Misteri Kelahiran Marsupial

Marsupial berbeda dari mamalia berplasenta karena mereka melahirkan anak yang sangat terbelakang. Bayi yang baru lahir kemudian harus menyelesaikan perkembangannya di dalam kantong ibu, yang ditempelkan pada dot. Meskipun puluhan tahun telah mempelajari koloni marsupial di penangkaran, para ilmuwan belum pernah mengamati secara langsung pergerakan pertama yang penting ini. Sifat hewan-hewan ini yang aktif di malam hari, ditambah dengan kecepatan prosesnya – diperkirakan kurang dari 30 menit – membuat pengamatan langsung hampir mustahil dilakukan.

Observasi Terobosan

Para peneliti di Universitas Melbourne, yang bekerja dengan dunnart berekor gemuk (kerabat dekat harimau Tasmania yang telah punah), secara tidak sengaja menyaksikan proses kelahiran saat menyelidiki darah di salah satu kandang. Tim tersebut merekam rekaman berdurasi 22 detik yang menunjukkan bayi-bayi tersebut, yang beratnya hanya 5 miligram, menggunakan gaya merangkak khas “berenang gaya bebas” untuk mencapai kantong ibu mereka. Anak-anak tersebut diamati menggerakkan lengannya dengan kecepatan sekitar 120 gerakan per menit.

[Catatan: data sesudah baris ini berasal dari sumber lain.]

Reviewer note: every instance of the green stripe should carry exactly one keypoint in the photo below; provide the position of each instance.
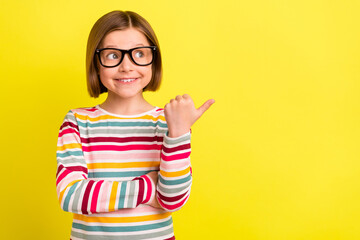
(122, 229)
(131, 203)
(114, 131)
(77, 198)
(120, 124)
(158, 235)
(68, 196)
(117, 174)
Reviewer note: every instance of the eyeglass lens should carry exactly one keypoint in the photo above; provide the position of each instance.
(112, 57)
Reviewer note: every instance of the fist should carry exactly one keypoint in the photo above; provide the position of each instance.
(181, 114)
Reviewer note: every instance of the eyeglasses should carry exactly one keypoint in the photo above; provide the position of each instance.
(112, 57)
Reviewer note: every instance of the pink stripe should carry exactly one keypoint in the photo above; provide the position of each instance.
(121, 148)
(62, 176)
(104, 197)
(175, 157)
(172, 207)
(133, 156)
(69, 139)
(95, 196)
(149, 188)
(68, 131)
(176, 165)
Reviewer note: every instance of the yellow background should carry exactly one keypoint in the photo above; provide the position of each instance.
(276, 157)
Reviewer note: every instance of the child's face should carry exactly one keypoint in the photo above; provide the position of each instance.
(128, 79)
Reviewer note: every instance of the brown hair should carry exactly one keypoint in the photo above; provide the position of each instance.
(119, 20)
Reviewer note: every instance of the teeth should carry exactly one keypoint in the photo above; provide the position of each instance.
(127, 80)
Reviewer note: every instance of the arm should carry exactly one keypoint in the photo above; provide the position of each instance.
(78, 194)
(175, 178)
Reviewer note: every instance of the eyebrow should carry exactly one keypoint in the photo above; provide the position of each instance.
(114, 46)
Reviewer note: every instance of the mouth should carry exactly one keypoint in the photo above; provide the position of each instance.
(126, 80)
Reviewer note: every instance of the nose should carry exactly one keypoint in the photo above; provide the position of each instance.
(126, 64)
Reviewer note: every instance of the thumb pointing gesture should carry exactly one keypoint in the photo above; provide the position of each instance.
(181, 114)
(205, 107)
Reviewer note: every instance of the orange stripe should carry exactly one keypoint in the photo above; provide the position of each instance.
(106, 117)
(113, 196)
(175, 174)
(123, 165)
(63, 191)
(86, 218)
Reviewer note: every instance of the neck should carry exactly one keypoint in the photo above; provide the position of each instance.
(126, 106)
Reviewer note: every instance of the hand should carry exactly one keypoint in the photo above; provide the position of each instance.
(181, 114)
(153, 200)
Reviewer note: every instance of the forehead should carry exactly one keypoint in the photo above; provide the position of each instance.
(124, 39)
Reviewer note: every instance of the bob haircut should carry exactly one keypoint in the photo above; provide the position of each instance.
(119, 20)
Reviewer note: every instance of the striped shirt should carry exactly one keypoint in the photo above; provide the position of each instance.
(101, 178)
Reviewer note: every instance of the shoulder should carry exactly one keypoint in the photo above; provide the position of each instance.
(83, 112)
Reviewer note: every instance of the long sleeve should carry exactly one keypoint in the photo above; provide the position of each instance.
(175, 176)
(78, 194)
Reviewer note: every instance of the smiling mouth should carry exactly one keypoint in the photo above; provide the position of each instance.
(126, 80)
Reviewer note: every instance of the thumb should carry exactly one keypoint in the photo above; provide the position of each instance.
(205, 106)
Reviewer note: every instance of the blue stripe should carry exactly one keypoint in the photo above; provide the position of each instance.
(117, 174)
(122, 229)
(121, 124)
(175, 182)
(68, 196)
(69, 154)
(122, 195)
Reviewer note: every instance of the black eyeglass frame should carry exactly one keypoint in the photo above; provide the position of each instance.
(123, 52)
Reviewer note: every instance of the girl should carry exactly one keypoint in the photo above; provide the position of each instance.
(123, 165)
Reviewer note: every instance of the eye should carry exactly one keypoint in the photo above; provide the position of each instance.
(139, 54)
(112, 56)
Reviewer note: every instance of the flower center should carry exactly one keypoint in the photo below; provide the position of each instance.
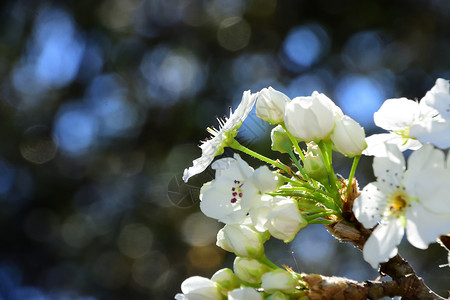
(236, 191)
(398, 202)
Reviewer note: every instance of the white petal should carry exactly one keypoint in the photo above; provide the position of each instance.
(264, 179)
(209, 150)
(233, 168)
(382, 243)
(216, 203)
(375, 143)
(389, 169)
(369, 205)
(433, 132)
(425, 157)
(439, 97)
(396, 114)
(424, 227)
(431, 186)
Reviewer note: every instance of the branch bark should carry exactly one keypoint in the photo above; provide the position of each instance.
(405, 282)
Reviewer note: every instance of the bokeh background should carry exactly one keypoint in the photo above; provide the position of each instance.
(103, 104)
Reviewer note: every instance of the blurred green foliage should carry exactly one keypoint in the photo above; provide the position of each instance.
(102, 105)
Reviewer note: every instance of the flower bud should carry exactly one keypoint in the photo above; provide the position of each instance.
(226, 279)
(280, 140)
(348, 137)
(197, 287)
(284, 220)
(270, 105)
(311, 118)
(278, 296)
(246, 293)
(313, 164)
(241, 239)
(279, 280)
(249, 270)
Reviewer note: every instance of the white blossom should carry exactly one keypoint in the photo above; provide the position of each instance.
(198, 288)
(222, 136)
(437, 129)
(242, 239)
(348, 137)
(249, 270)
(230, 196)
(245, 293)
(415, 200)
(270, 105)
(411, 123)
(311, 118)
(280, 216)
(279, 280)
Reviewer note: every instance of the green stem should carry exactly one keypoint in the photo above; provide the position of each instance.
(319, 215)
(235, 145)
(352, 174)
(331, 175)
(263, 259)
(294, 142)
(324, 222)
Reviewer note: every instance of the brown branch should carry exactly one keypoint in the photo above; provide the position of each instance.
(325, 288)
(405, 282)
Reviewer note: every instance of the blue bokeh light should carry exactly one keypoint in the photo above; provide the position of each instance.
(54, 55)
(75, 129)
(363, 51)
(359, 97)
(106, 100)
(8, 176)
(304, 46)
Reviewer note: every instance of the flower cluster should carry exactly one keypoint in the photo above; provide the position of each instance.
(278, 200)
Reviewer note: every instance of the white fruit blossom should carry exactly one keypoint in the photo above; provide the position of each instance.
(221, 137)
(242, 239)
(230, 196)
(198, 288)
(280, 216)
(279, 280)
(415, 200)
(249, 270)
(270, 105)
(226, 279)
(411, 123)
(348, 137)
(437, 129)
(311, 118)
(246, 293)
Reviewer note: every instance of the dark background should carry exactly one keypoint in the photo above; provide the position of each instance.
(103, 104)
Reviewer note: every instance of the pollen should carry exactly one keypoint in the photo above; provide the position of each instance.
(398, 202)
(236, 191)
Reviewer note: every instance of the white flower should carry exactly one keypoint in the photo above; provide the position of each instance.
(280, 140)
(220, 138)
(278, 280)
(436, 130)
(280, 216)
(246, 293)
(415, 199)
(410, 123)
(348, 137)
(311, 118)
(242, 239)
(314, 163)
(199, 288)
(236, 188)
(278, 296)
(270, 105)
(226, 280)
(249, 269)
(439, 98)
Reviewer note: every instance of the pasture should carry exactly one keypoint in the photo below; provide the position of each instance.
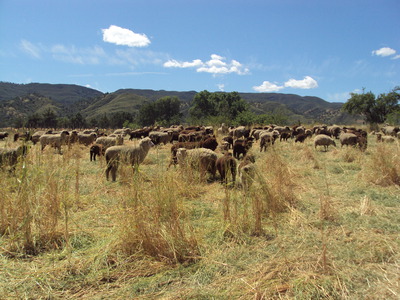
(314, 225)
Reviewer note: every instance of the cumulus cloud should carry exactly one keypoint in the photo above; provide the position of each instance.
(267, 86)
(124, 37)
(216, 65)
(385, 51)
(30, 48)
(306, 83)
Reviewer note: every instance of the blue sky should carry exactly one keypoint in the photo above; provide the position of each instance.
(310, 48)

Implikasinya terhadap Pembangunan dan Konservasi

Pengamatan ini menegaskan bahwa bayi baru lahir berkantung memiliki kemampuan perkembangan yang sangat maju segera setelah pembuahan. Dunnart berekor gemuk dapat melahirkan hingga 17 anak, tetapi hanya memiliki cukup puting untuk memberi makan sekitar 10 anak, yang berarti kelangsungan hidup bergantung pada akses yang cepat dan efisien terhadap puting. Fakta bahwa makhluk-makhluk ini dapat merangkak secara mandiri hanya beberapa hari setelah menjadi zigot menggarisbawahi efisiensi biologis mereka yang luar biasa.

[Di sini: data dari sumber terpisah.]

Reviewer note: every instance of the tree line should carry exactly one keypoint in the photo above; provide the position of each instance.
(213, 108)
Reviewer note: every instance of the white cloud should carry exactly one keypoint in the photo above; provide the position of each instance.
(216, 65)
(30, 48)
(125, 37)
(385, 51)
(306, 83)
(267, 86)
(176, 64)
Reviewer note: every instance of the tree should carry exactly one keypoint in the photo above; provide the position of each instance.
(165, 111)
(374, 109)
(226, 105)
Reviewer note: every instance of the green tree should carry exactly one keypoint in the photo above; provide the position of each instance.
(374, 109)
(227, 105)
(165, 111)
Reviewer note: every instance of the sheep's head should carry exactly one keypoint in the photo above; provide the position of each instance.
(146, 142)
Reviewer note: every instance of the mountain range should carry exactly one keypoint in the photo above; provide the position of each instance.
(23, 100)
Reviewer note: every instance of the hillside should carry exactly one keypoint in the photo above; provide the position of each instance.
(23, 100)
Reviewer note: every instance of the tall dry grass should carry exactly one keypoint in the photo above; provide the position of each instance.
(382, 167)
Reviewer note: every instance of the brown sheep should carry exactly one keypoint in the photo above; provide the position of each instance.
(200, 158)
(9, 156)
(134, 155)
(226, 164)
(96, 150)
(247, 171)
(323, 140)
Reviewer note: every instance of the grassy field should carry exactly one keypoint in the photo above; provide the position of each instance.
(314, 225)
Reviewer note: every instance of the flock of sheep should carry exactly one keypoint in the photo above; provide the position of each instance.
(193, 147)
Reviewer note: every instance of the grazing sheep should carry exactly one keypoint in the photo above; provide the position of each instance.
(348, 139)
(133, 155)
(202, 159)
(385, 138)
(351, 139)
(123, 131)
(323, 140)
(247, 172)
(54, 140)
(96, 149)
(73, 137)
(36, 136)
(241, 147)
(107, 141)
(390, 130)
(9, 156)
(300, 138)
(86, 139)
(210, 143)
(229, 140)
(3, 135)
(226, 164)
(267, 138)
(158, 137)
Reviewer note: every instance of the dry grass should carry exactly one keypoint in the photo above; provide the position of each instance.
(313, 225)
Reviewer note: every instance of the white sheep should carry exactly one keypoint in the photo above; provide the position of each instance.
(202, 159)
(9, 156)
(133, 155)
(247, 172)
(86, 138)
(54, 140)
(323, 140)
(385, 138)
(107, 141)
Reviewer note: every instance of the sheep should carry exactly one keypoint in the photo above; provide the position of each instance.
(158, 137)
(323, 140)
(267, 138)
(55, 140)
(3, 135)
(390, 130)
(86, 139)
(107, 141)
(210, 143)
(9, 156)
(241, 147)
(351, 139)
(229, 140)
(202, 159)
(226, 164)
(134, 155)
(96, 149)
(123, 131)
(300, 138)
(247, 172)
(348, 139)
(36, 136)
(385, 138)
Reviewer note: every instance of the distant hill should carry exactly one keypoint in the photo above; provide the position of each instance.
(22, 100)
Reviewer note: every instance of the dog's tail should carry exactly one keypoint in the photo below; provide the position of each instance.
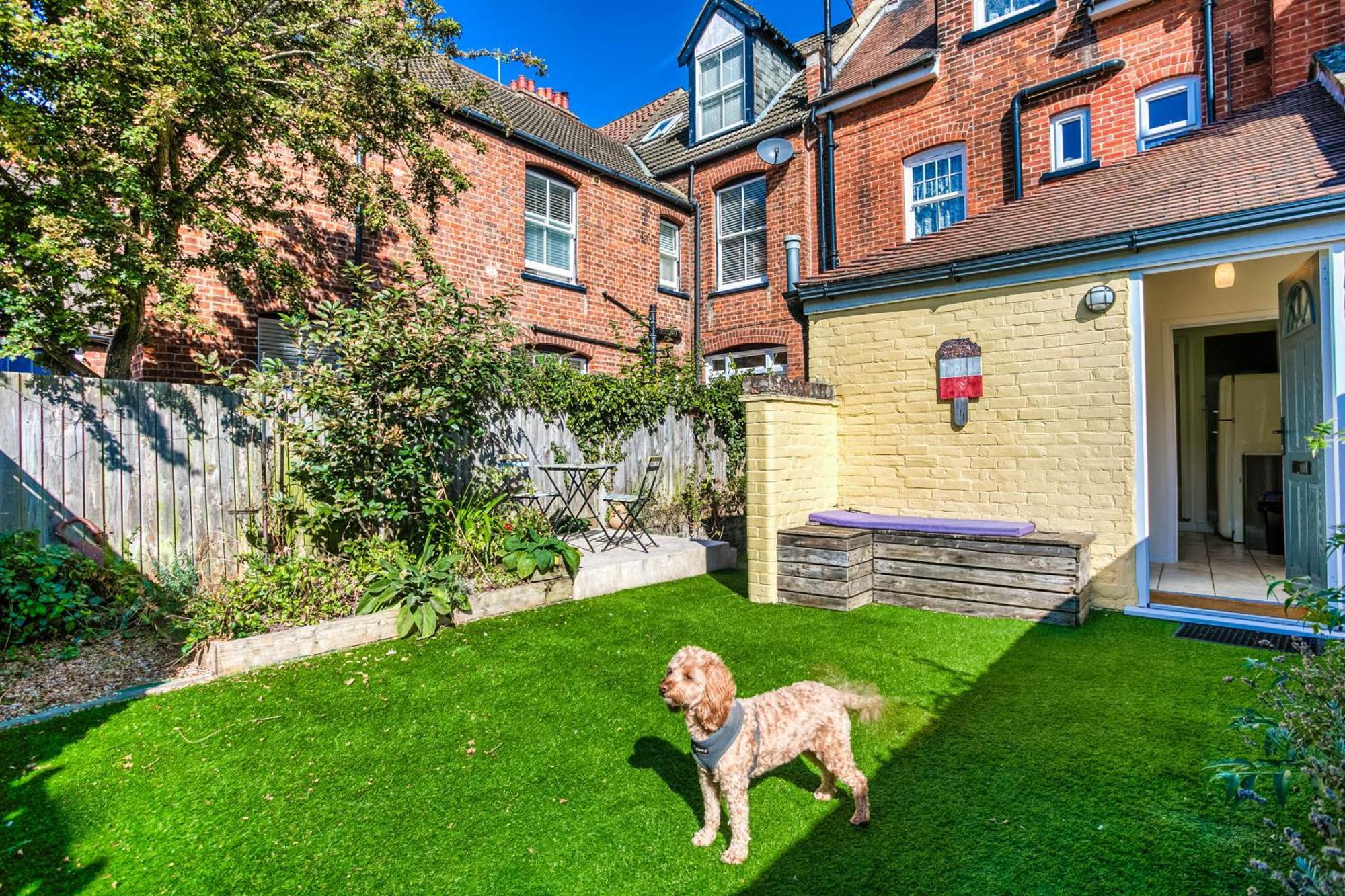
(870, 705)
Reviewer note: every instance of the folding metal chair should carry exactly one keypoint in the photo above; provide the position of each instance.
(629, 507)
(518, 474)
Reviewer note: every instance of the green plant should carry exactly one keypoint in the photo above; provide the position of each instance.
(528, 552)
(275, 591)
(45, 589)
(424, 589)
(1297, 732)
(375, 442)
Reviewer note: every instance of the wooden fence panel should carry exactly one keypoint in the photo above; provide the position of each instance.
(165, 469)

Penemuan ini juga mempunyai implikasi terhadap upaya pemusnahan kepunahan yang sedang berlangsung, karena dunnart ekor gemuk sedang dipelajari sebagai perwakilan genetik harimau Tasmania. Memahami kapasitas perkembangan spesies akan sangat penting untuk upaya kebangkitan genetik di masa depan.

Kemampuan bayi baru lahir untuk bernavigasi sendiri menyoroti kapasitas perkembangan marsupial yang luar biasa. Hal ini juga menantang asumsi sebelumnya tentang bagaimana ibu melahirkan anaknya langsung ke dalam kantungnya. Terobosan ini memberikan wawasan berharga mengenai tahap awal perkembangan marsupial dan menggarisbawahi kenyataan brutal dalam bertahan hidup di alam liar.